Это несомненное доказательство пробудило в моей душе такое смятение и страх, что я снова стал ходить по комнате, дрожа, как огонек свечи. Если Шекюре открыла окно и показалась мне на глаза, зачем тогда она написала такое письмо? Одно другому противоречит! Если она знать меня не желает, зачем ее отец зовет меня к себе? Они какую-то шутку решили со мной сыграть, что ли? Я мерил комнату шагами, и, казалось, стены, дверь и скрипящие половицы вместе со мной пытаются найти ответ на эти вопросы, но, как и я, пребывают в растерянности.
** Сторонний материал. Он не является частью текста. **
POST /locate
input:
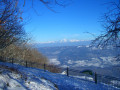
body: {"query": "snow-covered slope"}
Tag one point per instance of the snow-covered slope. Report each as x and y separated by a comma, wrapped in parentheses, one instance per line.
(16, 77)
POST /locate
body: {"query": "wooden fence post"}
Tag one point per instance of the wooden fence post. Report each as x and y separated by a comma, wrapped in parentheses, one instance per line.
(12, 60)
(95, 78)
(67, 71)
(26, 64)
(44, 68)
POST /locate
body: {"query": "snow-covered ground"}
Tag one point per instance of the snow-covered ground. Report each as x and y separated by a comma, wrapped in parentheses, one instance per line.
(16, 77)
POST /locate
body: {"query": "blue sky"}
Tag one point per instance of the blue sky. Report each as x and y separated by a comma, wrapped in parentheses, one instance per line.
(71, 22)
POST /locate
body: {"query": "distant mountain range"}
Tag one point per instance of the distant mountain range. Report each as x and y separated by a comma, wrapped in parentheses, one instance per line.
(78, 55)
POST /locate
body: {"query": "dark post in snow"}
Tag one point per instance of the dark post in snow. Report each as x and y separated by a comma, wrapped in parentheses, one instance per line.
(67, 72)
(44, 68)
(95, 78)
(26, 63)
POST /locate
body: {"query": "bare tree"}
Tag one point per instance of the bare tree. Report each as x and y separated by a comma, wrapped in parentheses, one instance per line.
(111, 34)
(11, 27)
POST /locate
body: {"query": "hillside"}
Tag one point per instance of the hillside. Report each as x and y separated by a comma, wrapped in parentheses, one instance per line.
(16, 77)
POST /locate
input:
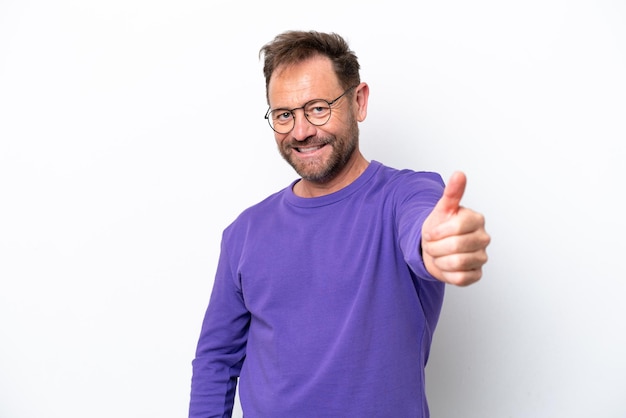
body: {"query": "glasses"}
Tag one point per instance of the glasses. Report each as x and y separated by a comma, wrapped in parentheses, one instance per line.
(316, 111)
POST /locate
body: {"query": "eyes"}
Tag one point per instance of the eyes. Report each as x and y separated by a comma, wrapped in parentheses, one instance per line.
(316, 111)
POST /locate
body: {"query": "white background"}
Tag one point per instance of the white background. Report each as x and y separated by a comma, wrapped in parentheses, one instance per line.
(131, 134)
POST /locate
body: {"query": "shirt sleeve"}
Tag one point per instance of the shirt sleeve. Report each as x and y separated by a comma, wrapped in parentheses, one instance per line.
(221, 346)
(417, 195)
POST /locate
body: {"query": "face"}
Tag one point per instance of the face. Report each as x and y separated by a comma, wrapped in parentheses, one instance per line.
(317, 153)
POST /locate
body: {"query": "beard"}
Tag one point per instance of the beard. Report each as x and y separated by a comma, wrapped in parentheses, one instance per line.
(323, 170)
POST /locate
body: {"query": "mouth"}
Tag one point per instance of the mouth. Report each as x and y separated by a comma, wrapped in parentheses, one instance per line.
(309, 149)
Я посмотрел на свой рисунок, сделанный много лет назад: Ширин видит повешенное на ветку дерева изображение Хосрова и влюбляется в него. За образец я тогда взял точно такой же рисунок из среднего качества книги, которую незадолго до того прислали Эниште из Тебриза. Сейчас, глядя на рисунок, я не испытывал того стыда, который в последние годы ощущал каждый раз, когда вспоминал о нем (ведь и сам он, и мое объяснение в любви были такими беспомощными), но и счастливых воспоминаний о детстве он тоже не пробудил. Под утро, собравшись с мыслями, я решил, что Шекюре затеяла хитроумную игру – шахматную партию любви – и, вернув мне рисунок, сделала первый ход. Я сел к подсвечнику и написал ответ.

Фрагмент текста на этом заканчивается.